За бунты белок и шкурки соболей «щедрые» русские купцы рассчитываются мукой, солью, ружьями, порохом, дробью, ножами и многими другими товарами, ставшими необходимыми в повседневной жизни эвенка. Великий род Длиннохвостой Выдры живёт в достатке.

Но счастье и благоденствие не может быть вечным. В непрекращающейся ежедневной борьбе с суровыми климатическими условиями и непредсказуемой постоянной опасностью жизнь кочевника, коренного жителя тайги, не может быть беззаботной и беспечной. Мать-природа периодически неожиданно преподносит свои уроки. Это заставляет детей тайги всегда жить в постоянном напряжении, быть готовыми к очередной «подножке», преподносимой судьбой. Это закреплено в сознании охотника с детских лет, с самого рождения и воспринимается как само собой разумеющееся.

В тайге всё просто. Для охотника зверь – добыча. Человек – друг. Так было всегда, это впитывается с молоком матери. Открытая, восприимчивая душа свободолюбивого народа совершенно не подготовлена к обману и коварству.

В ту памятную для Загбоя весну, в пору цветения серебристой вербы, племя Длиннохвостой Выдры собралось на берегу Харюзовой речки. После долгой зимней охоты эвенки готовились к встрече с русскими купцами, обещавшими привезти свой товар в обмен на пушнину. Облюбованный племенем берег реки наполнился шумом голосов, перебранкой собак, хорканьем оленей, звонкими ударами топоров. Пологий склон украсили остроклинные меховые чумы. По широкой долине реки растворился едкий дым костров.

В ожидании покруты племя находилось на пике восторженного настроения. Наскучавшиеся за тяжёлую, долгую зиму души людей желали общения друг с другом. Молодые и старые охотники хвалились добытой пушниной. Женщины – выделанными шкурами. Самые юные, подростки, рассказывали о невероятных приключениях, произошедших с ними в тайге. Девушки надевали праздничные парки, хольмэ[11] и украдкой посматривали на состязавшихся в ловкости, силе и меткости юношей.

В чанах над жаркими кострами варилась жирная оленина. На вертелах жарились туполобые, широкохвостые таймени и сиги. По вечерам при свете беснующихся костров далеко вокруг разносились звонкие песни, прославляющие родную землю. Под удары бубна проходили танцы, в которых показывались сюжеты охоты на того или иного зверя.

Желая заострить на себе всеобщее внимание, кто-то из рассказчиков в танце представлял свою покруту, при этом изображая бесконечно удивлённое, жадное лицо купца, увидавшего бунты белок и чету черноспинных соболей. Иногда в импровизационном танце рассказчика появлялся шатающийся образ человека, принявшего лишнюю дозу «огненной воды». Но в суматохе предстоящего праздника никто не забывал смотреть на водную гладь вскрывшейся ото льда реки, на которой должны были появиться плоскодонные илимки – лодки русских купцов.
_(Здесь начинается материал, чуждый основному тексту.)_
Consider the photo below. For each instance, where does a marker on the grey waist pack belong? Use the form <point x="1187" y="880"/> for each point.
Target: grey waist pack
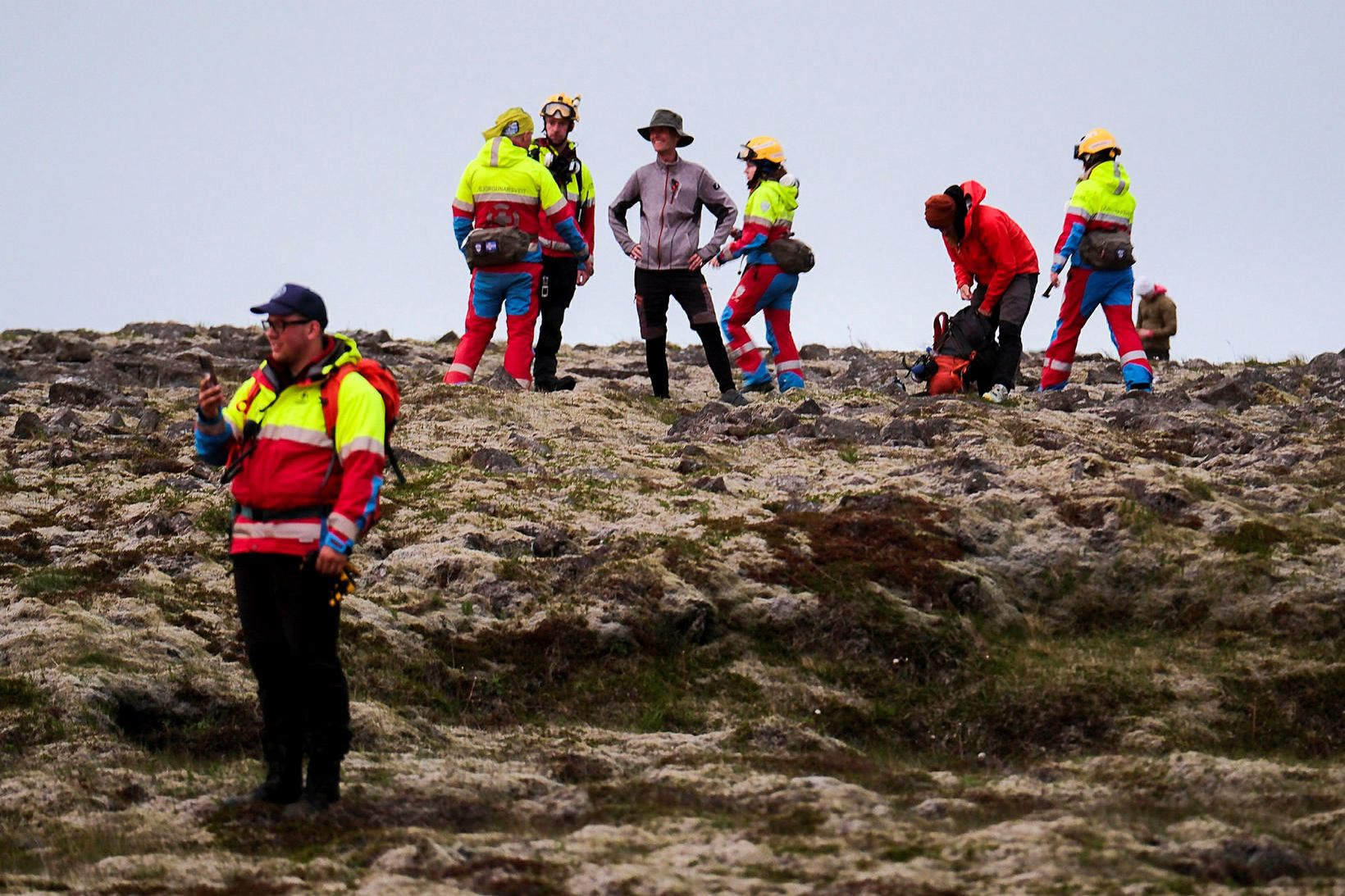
<point x="1107" y="249"/>
<point x="792" y="256"/>
<point x="490" y="247"/>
Загбой принимал непосредственное участие в происходящих событиях. Все знали, что он считается самым опытным охотником племени, прекрасным следопытом и отличным сторожем оленьего стада рода Длиннохвостой Выдры. Он постоянно кормит племя мясом медведя. Его сети ловят косяки чёрноспинных хариусов. Из его поток в туеса племени для выплаты ясака русскими выбирались самые лучшие аскыры, пышнохвостые белки, огненные лисицы и воронёные выдры. Загбой мог уверенно сказать своё слово старейшины у костра. Его мудрости и опыту преклонялись все уважаемые охотники племени.

В один из вечеров на совете Загбой высказал всё, что накопилось у него в душе за долгий год странствий по Великому сибирскому белогорью. В словах звучала радость об удачном промысле. В его потках лежали три бунта белок (300 штук), три десятка соболей, пять лисиц, три выдры, несколько песцов и две прекрасно выделанные руками Ченки сохатиные шкуры. С такой добычей русские купцы встретят Загбоя с распростёртыми объятиями и дадут ему такого товара, какого пожелает его душа.
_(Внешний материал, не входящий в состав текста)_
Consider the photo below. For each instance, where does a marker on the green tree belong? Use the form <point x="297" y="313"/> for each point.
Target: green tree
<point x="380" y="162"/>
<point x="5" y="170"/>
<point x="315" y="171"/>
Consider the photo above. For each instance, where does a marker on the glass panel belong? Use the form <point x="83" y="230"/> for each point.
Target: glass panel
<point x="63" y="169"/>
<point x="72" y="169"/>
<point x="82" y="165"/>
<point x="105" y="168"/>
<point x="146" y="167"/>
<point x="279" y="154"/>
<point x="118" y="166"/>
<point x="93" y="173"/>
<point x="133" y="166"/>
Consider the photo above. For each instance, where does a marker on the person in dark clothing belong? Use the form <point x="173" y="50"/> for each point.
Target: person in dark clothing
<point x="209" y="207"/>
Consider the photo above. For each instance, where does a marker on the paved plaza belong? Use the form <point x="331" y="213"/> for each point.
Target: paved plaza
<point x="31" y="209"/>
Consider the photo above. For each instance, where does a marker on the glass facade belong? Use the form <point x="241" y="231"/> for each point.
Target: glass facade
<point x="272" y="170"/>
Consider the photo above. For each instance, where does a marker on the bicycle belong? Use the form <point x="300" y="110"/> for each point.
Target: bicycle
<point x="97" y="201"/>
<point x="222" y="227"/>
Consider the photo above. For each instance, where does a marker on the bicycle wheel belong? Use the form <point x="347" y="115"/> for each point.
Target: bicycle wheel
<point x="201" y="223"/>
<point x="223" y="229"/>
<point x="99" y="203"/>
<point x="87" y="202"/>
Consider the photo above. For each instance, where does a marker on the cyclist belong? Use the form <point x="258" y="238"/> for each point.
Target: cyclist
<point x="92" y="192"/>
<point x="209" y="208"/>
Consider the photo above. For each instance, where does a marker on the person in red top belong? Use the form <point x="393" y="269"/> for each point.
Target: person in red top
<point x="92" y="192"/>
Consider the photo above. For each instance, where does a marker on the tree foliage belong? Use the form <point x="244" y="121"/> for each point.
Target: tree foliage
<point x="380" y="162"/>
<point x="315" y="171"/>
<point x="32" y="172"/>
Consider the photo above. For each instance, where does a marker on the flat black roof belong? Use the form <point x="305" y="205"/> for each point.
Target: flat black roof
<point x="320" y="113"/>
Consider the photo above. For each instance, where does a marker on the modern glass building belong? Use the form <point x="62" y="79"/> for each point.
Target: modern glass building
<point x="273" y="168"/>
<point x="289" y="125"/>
Но вместе с этими радостями и удачами охотник не забыл упомянуть о своём горе, произошедшем на реке Катой. Хорошая собака – мечта любого охотника. Это радость, успех, везение, достаток. Потеря Чингара – невосполнимая утрата, о которой сожалели все, включая старого поседевшего Гухэ. Несмотря на это, Загбой продолжал жить будущим, хорошим, светлым и счастливым. И мечтами он делился со своими соплеменниками.

А мечтал приобрести очень многое. Кроме необходимых продуктов хотел купить своему младшему сыну Калину ружьё. Ченке – десять мер разноцветного бисера, несколько настоящих железных иголок, нитки, красный платок и бирюзовые бусы, которые он видел в прошлом году на прилавке у купца. Для своей жены Пэкты – тёплую ватную доху и большую костяную трубку для курения. Для старшего сына Хактына – нож, медные монеты, которые они хотели пришить к брачным уздечкам, красивое платье – подарок для будущей невесты и замысловатый крючок – скребок для разбивания костей, который должен был перейти в виде подарка будущему тестю от старшего сына. Однако всем этим простым, понятным, необходимым и по-детски радужным мечтам Загбоя сбыться было не суждено.
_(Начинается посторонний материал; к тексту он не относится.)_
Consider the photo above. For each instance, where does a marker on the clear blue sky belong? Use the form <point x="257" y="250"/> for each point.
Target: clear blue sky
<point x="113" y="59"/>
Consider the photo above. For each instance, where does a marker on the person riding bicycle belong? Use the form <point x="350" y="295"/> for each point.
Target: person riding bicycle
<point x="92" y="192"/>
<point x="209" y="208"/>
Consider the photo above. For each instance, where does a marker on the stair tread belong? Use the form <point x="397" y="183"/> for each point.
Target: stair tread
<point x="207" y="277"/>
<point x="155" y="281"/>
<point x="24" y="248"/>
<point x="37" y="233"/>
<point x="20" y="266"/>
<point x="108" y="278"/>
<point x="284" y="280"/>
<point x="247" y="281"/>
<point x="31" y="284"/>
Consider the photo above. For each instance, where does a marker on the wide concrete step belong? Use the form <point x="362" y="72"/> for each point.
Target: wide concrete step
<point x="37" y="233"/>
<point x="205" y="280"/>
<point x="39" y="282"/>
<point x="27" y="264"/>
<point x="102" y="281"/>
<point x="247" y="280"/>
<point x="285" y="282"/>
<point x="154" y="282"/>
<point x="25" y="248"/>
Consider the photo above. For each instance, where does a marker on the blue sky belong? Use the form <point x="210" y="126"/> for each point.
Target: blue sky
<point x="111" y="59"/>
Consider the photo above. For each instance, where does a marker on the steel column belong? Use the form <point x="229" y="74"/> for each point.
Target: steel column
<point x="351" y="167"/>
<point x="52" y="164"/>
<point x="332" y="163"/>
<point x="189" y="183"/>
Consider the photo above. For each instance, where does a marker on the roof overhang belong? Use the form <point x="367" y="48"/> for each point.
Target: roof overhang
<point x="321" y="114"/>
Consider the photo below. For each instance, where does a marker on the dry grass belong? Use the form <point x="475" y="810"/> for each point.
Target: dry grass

В ожидании русских купцов прошло много дней. В глазах тунгусов тускнела радость. Её сменила тревога – тревога бесполезного ожидания и обиды за обман, переживания за пустоту туесков и поняг, в которых не было муки, соли, круп и других необходимых продуктов. Сердца кочевых охотников заполнились тревогой. В молчавших ружьях не было пороха, дроби. В сознание каждого эвенка вкралось раздражение от не состоявшейся покруты.

Нет, никто из знаменитых и отважных охотников племени Длиннохвостой Выдры не боялся голода. Пищи в тайге предостаточно. Но с приходом в мир тайги русских, по прошествии десятилетий общения с цивилизованными людьми, коренные таежники уже не могли представить свою жизнь без тех вещей, что предлагал русский человек в обмен на пушнину.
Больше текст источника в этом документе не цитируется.